Com tíquete mínimo de R$ 2,5 milhões por investidor brasileiro (no caso de estrangeiros, os volumes são bastante superiores), a ideia é lançar já em março o primeiro fundo, de R$ 150 milhões.

Wever não informa quando a primeira compra será realizada, mas especula que poderá acontecer no primeiro semestre de 2016. Segundo ele, não é possível fazer um paralelo com a realidade dos imóveis urbanos, para ele mais reativos ao quadro econômico. "A desaceleração elevou a cautela nos negócios, mas o imóvel rural tem mais liquidez e o agronegócio está indo bem, ao contrário do resto da economia", afirmou Wever.

Diferentemente de outras empresas de compra e venda de terras agrícolas, o Pátria não fará originação. Será exclusivamente operador. Ou seja, o fundo adquire uma propriedade, ou parte dela, e arrenda para terceiros. "Nada impede, inclusive, de arrendar a terra à própria pessoa que nos vendeu".

Nas últimas semanas, o executivo participou de "road shows" com fundos de pensão, endowments e family offices nos Estados Unidos e na Europa. Wever diz ter conversado pessoalmente com 50 investidores no exterior, dos quais 20 são considerados candidatos potenciais a apostar em terras no país.

Segundo ele, o momento está oportuno para negócios. A conjuntura no campo – escassez de crédito, baixos preços das commodities e custos de produção mais altos – tornou o mercado comprador atrativo no segmento de terras.
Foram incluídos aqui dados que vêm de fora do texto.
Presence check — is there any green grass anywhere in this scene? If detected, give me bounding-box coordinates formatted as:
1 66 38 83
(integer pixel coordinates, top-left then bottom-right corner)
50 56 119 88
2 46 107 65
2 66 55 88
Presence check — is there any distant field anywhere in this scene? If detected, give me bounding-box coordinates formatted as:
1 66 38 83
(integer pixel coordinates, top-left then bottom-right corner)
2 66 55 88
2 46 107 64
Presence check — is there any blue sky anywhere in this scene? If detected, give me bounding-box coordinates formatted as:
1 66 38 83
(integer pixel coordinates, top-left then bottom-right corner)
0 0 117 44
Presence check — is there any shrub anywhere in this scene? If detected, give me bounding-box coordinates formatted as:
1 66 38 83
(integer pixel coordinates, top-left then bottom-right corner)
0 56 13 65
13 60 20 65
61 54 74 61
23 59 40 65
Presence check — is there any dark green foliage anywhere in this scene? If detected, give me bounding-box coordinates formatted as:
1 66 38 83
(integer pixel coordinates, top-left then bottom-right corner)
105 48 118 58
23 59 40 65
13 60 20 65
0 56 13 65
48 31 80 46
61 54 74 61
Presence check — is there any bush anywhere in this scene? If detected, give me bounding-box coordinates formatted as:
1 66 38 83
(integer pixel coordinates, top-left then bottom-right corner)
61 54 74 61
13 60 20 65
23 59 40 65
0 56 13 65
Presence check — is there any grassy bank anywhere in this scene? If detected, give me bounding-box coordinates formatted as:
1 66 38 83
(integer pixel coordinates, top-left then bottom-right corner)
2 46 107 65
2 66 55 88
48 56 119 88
Já não são raros os descontos de 20%, podendo chegar a 40%.

"São pessoas que estão querendo vender uma de suas propriedades, ou parte de uma propriedade, como forma de se capitalizar para enfrentar essa situação", disse.

Ex-sócio para fusões e aquisições do Pátria, o executivo vê o interesse em ativos imobiliários rurais por parte também de investidores de outros fundos da gestora. "Eles já estão em logística e empresas do agronegócio [onde o Pátria está posicionado] e, por isso, demandavam exposição em terras".

Desde 2011, o Pátria vem montando seu portfólio no setor agrícola, seja em fundos de infraestrutura ou de private equity. A gestora detém o controle acionário da Agrichem, de fertilizantes, da AC Café (dona da marca Café do Centro) e da Frooty, empresa de açaí.

Em logística, aliou-se ao grupo Promom em um fundo de infraestrutura que tirou do papel a Hidrovias do Brasil. Aportou R$ 1,5 bilhão na primeira fase de um investimento que abrange a construção de dois terminais para o escoamento de grãos no Pará e uma frota de barcaças e empurradores. A Hidrovias atua ainda no corredor Paraná-Paraguai, no Uruguai, Paraguai e entrará na Argentina.

Em janeiro, o mesmo fundo vendeu à japonesa Toyota a trading NovaAgri, por valor não divulgado. A empresa possui oito armazéns de grãos, dois terminais de transbordo e um terminal de grãos no porto de Itaqui, no Maranhão.

A favor da gestora está a "grande sinergia" entre as divisões de negócios do Pátria, segundo Wever. "Uma empresa de fertilizantes com mais de 50 vendedores interagindo com fazendeiros justamente na região que a gente está focando é fonte de informação extremamente importante. É chegar antes".